Our Favorite Recipe For Mexican Salad

Tastes good, is fast made and really an ideal party salad. Instead of the sauce, you can also use two nacho dip glasses, which are actually everywhere. One can, of course, vary the degree of severity by, for example, taking chili beans or adding more sauce.

Mexican Salad With Chicken Fillet Recipe

100 g of tortilla chips

250 g tomatoes

250 g chicken fillet (in strips)

100 g of oak leaf lettuce

2 pieces avocado

Jalapenos (some)

1 can of corn (small)

1 piece lime

Honey

Balsamic vinegar

Salt

Pepper (black, from the mill)

Olive oil

Chives

Preparation

For Mexican salad with tortilla chips, fry the chicken fillet with a little olive oil from all sides. Season with salt and pepper. Let it cool down. Grate the lime and then squeeze it out. Mix the lime grated with the juice, honey, balsamic and the olive oil in a bowl for dressing. Season with salt and pepper.

mexican salad

Halve the avocado and cut the pulp into small pieces. Dice the tomatoes, cut the jalapenos into fine rings. Clean and wash the salad, then spin dry. Then mix the salad with all other ingredients (except for the tortilla chips) loosely. Add dressing and carefully pass through again. Then spread on plates and crumble the tortilla chips over it. Garnish with finely chopped chives.

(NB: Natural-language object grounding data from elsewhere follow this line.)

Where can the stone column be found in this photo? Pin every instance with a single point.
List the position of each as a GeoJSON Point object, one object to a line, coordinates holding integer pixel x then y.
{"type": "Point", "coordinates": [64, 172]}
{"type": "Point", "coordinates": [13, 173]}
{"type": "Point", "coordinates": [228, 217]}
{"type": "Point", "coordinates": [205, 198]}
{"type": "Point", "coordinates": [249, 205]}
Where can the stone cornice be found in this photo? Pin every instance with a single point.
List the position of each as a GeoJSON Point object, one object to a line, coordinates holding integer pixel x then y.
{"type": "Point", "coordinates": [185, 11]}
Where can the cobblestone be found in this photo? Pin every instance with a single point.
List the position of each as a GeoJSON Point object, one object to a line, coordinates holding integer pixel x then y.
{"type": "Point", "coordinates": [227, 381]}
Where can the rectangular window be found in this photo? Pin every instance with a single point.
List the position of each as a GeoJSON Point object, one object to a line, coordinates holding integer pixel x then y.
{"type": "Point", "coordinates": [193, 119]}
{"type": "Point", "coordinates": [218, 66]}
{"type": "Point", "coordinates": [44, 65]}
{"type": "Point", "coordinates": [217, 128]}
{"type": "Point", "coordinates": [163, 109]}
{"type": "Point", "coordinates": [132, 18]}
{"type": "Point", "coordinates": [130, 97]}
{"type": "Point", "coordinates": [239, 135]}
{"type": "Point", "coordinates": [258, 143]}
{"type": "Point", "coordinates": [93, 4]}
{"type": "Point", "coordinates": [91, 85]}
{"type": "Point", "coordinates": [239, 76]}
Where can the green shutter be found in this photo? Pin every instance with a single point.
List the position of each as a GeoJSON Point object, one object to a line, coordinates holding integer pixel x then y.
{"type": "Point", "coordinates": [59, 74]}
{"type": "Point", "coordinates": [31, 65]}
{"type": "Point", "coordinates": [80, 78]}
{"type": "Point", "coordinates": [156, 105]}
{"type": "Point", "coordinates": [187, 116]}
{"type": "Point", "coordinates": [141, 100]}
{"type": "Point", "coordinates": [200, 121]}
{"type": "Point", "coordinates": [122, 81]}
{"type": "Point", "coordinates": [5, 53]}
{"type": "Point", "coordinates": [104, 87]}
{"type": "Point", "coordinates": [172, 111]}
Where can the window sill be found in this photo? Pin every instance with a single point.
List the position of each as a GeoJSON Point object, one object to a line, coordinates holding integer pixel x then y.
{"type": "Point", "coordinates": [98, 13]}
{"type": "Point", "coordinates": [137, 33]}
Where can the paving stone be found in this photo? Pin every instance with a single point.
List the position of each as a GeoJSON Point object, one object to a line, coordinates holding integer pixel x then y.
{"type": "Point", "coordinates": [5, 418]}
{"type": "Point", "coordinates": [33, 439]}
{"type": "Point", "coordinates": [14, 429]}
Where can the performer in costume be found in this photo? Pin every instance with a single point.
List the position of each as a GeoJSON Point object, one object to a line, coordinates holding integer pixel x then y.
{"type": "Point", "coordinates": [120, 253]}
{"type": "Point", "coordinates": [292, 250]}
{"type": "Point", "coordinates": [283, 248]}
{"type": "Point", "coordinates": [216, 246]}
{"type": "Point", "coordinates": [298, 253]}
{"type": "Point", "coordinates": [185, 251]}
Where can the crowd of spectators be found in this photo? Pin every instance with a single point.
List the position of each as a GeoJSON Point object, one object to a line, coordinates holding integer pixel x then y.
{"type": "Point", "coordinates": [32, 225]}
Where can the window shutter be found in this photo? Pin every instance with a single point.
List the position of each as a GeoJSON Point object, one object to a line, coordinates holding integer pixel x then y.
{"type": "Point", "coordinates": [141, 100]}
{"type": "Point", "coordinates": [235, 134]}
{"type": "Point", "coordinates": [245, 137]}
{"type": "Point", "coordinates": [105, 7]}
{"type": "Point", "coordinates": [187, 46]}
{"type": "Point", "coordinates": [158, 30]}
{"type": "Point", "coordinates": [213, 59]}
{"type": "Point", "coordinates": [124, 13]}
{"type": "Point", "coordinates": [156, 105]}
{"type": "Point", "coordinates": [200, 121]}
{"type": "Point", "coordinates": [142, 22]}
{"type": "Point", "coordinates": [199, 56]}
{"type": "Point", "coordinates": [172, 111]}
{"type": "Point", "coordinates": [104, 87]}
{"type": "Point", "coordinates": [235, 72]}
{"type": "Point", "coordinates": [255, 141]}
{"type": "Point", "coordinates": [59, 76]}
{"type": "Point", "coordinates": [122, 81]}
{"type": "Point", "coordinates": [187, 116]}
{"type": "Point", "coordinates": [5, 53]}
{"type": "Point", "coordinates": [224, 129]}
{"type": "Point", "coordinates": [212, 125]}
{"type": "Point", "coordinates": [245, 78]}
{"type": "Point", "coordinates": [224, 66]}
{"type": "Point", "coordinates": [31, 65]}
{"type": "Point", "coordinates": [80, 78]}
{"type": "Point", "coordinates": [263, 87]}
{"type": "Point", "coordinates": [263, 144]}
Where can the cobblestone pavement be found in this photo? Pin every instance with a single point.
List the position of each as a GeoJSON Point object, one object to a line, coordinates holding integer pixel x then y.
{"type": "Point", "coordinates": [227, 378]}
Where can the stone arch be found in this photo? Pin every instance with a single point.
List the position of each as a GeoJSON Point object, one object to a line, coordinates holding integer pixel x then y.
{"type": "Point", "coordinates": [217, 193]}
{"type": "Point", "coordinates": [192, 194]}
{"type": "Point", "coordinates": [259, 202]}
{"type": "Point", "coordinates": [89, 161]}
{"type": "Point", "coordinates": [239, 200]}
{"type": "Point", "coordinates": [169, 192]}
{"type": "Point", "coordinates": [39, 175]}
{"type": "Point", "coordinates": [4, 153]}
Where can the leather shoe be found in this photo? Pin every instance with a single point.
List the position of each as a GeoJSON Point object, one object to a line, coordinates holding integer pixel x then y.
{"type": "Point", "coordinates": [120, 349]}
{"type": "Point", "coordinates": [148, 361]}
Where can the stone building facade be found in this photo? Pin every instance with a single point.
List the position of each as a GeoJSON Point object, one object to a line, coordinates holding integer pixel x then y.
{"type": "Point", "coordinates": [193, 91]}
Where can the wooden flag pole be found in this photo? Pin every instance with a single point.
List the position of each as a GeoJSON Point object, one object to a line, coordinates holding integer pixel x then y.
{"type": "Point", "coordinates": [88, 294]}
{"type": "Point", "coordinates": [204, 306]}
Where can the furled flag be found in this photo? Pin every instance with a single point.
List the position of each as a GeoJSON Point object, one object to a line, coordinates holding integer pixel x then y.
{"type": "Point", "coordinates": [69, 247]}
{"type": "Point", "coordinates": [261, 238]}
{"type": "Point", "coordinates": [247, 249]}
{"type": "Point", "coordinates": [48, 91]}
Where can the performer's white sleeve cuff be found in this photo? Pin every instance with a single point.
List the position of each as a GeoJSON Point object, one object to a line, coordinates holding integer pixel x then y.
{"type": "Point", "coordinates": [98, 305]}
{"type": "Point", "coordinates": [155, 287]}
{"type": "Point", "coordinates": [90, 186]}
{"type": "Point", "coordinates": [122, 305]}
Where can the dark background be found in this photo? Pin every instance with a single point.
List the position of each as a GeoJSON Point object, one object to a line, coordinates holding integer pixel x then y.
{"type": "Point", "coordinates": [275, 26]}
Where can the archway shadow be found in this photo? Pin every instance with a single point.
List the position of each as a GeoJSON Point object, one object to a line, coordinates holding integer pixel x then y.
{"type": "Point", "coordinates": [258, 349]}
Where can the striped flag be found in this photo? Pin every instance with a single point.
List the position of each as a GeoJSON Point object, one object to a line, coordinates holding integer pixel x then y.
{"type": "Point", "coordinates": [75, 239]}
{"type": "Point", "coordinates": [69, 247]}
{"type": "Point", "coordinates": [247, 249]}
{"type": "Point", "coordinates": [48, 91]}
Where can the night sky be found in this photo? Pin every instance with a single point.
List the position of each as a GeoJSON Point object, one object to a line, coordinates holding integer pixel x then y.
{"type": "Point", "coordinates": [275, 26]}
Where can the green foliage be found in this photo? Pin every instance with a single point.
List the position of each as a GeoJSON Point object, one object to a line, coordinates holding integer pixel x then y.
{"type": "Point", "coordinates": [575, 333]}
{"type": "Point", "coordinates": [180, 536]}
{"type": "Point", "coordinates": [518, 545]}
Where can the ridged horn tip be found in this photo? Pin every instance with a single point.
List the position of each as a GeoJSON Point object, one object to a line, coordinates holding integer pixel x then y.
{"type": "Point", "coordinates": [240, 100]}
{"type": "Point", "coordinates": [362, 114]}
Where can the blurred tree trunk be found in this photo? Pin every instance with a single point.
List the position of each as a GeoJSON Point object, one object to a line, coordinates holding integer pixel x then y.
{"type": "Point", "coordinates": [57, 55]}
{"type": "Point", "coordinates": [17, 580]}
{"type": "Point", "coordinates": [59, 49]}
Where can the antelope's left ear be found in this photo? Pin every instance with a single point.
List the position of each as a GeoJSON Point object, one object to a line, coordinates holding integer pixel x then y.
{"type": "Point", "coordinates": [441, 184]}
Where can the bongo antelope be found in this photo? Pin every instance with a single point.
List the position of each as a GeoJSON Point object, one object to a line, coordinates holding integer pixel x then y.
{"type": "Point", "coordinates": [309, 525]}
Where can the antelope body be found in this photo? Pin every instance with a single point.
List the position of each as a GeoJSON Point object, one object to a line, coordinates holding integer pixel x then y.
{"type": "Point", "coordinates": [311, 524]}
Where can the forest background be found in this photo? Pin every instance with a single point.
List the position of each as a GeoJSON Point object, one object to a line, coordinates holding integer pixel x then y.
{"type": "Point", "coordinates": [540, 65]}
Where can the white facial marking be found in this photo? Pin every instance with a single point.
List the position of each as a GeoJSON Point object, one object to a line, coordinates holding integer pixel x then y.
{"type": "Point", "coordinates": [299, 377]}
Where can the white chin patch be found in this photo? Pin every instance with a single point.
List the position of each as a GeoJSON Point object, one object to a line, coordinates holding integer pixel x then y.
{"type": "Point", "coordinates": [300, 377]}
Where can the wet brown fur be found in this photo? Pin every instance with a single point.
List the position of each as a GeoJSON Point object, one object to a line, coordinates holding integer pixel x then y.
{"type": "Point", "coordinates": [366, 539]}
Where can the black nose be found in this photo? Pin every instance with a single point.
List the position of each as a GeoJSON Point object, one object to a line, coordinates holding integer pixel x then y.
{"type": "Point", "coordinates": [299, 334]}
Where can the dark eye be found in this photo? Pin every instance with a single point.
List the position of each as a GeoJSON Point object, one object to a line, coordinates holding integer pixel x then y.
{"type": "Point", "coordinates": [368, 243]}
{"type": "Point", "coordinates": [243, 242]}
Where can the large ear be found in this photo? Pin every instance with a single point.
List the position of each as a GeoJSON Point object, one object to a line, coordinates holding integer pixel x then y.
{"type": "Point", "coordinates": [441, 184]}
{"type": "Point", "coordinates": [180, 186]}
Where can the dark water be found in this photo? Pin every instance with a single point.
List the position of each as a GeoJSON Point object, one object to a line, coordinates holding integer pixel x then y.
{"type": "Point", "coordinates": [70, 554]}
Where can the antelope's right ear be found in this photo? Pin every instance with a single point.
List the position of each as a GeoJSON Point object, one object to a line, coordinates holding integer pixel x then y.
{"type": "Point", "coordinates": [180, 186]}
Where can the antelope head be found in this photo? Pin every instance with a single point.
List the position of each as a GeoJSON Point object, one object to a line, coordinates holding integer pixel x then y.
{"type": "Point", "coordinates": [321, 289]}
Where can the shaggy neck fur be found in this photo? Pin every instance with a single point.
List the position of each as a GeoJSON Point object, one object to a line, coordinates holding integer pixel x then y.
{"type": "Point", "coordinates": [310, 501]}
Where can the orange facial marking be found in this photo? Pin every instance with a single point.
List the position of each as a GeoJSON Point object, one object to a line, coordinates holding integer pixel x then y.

Our Favorite Recipe For Mexican Salad

Tastes good, is fast made and really an ideal party salad. Instead of the sauce, you can also use two nacho dip glasses, which are actually everywhere.
Prep Time10 mins
Cook Time10 mins
Total Time20 mins
Course: Salad
Cuisine: Mexican
Keyword: Mexican Salad, mexican salad calories, Mexican Salad Recipe
Servings: 4 people
Calories: 280kcal
Author: ece ece

Ingredients

  • 100 g of tortilla chips
  • 250 g tomatoes
  • 250 g chicken fillet (in strips)
  • 100 g of oak leaf lettuce
  • 2 pieces avocado
  • Jalapenos (some)
  • 1 can of corn (small)
  • 1 piece lime
  • Honey
  • Balsamic vinegar
  • Salt
  • Pepper (black, from the mill)
  • Olive oil
  • Chives

Instructions

  • Halve the avocado and cut the pulp into small pieces. Dice the tomatoes, cut the jalapenos into fine rings. Clean and wash the salad, then spin dry. Then mix the salad with all other ingredients (except for the tortilla chips) loosely. Add dressing and carefully pass through again. Then spread on plates and crumble the tortilla chips over it. Garnish with finely chopped chives.